Inizialmente, il suo ruolo dovrebbe essere quello di guardaspalle di Romelu Lukaku, ma accade che all’improvviso i rapporti tra l’Inter e il giocatore belga vadano a sud e allora ecco che per Thuram si apre una prospettiva tutta nuova: quella di giocare come prima punta al fianco di Lautaro Martinez, diventare insomma il nuovo partner d’attacco del Toro lasciato clamorosamente solo da quello che riteneva un amico prima ancora che un compagno di squadra. E immediatamente, si scatenano gli scetticismi: chissà se sarà in grado di coprire quel ruolo, chissà se vede la porta, chissà che intorno a lui non si aggirino degli stretti di panceviana memoria come qualcuno ha voluto azzardare in maniera alquanto gratuita. E qui, parte l’altro ‘se fosse’: se fosse passato dall’altra sponda del Naviglio, probabilmente la narrazione intorno a lui sarebbe stata di diverso tenore (basti rileggere in tal senso le parole di Paolo Maldini).

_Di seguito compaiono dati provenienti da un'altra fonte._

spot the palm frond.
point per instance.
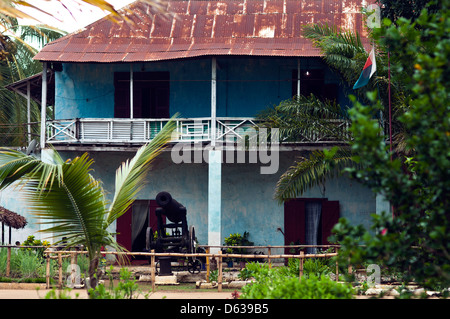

A tutti questi dubbi, però, Thuram junior, con la sempre vigile collaborazione del padre Lilian, ha saputo rispondere nel migliore dei modi: col gioco, con gli assist, coi gol. Sin da subito fa capire di essere il mosaico davvero perfetto per completare il duo con Lautaro. Ma al di là del feeling con il capitano, Marcus dimostra di aver coltivato sin da subito un rapporto speciale con l’intero gruppo, al punto da divertirsi ad emulare Federico Dimarco nella sua esultanza o scambiarsi vezzeggiativi di fratellanza con Hakan Calhanoglu. E poi, ci sono le gemme: la rete nel derby che fa esplodere San Siro, gli slalom giganti in area che fanno impazzire le difese, gli assist illuminanti. Un impatto devastante, che fa di lui il primo assistman dei principali campionati europei.
Nessuno immaginava che Marcus Thuram, sin qui, sarebbe stato quello. Nessuno tranne lui, evidentemente: Thuram junior sapeva che il suo ruolo all’Inter sarebbe stato questo qua, e che quella maglia per lui era solo messa nell’armadio, pronta da esibire al momento giusto. Lo ha ricordato lui stesso nell’intervista rilasciata a Sky Sport, dove ha rievocato quel colloquio con Ausilio che per lui aveva già predetto il futuro e che è risultato determinante per la scelta finale e dove ha detto di aver saputo sin da subito di arrivare in uno dei più grandi club del mondo. Il resto, per lui, è invece tutto una scoperta: dal calore e dal rumore dei tifosi interisti, dal connubio dimostratosi vincente con il Toro, all’aver realizzato di essere approdato in un bel gruppo del quale ha tessuto le lodi.
Non ha espresso, o perlomeno, non ha esplicitato il suo desiderio di vittoria per questa stagione, il buon Tikus. Ma a questo punto, è giusto chiedersi: e se fosse quello giusto?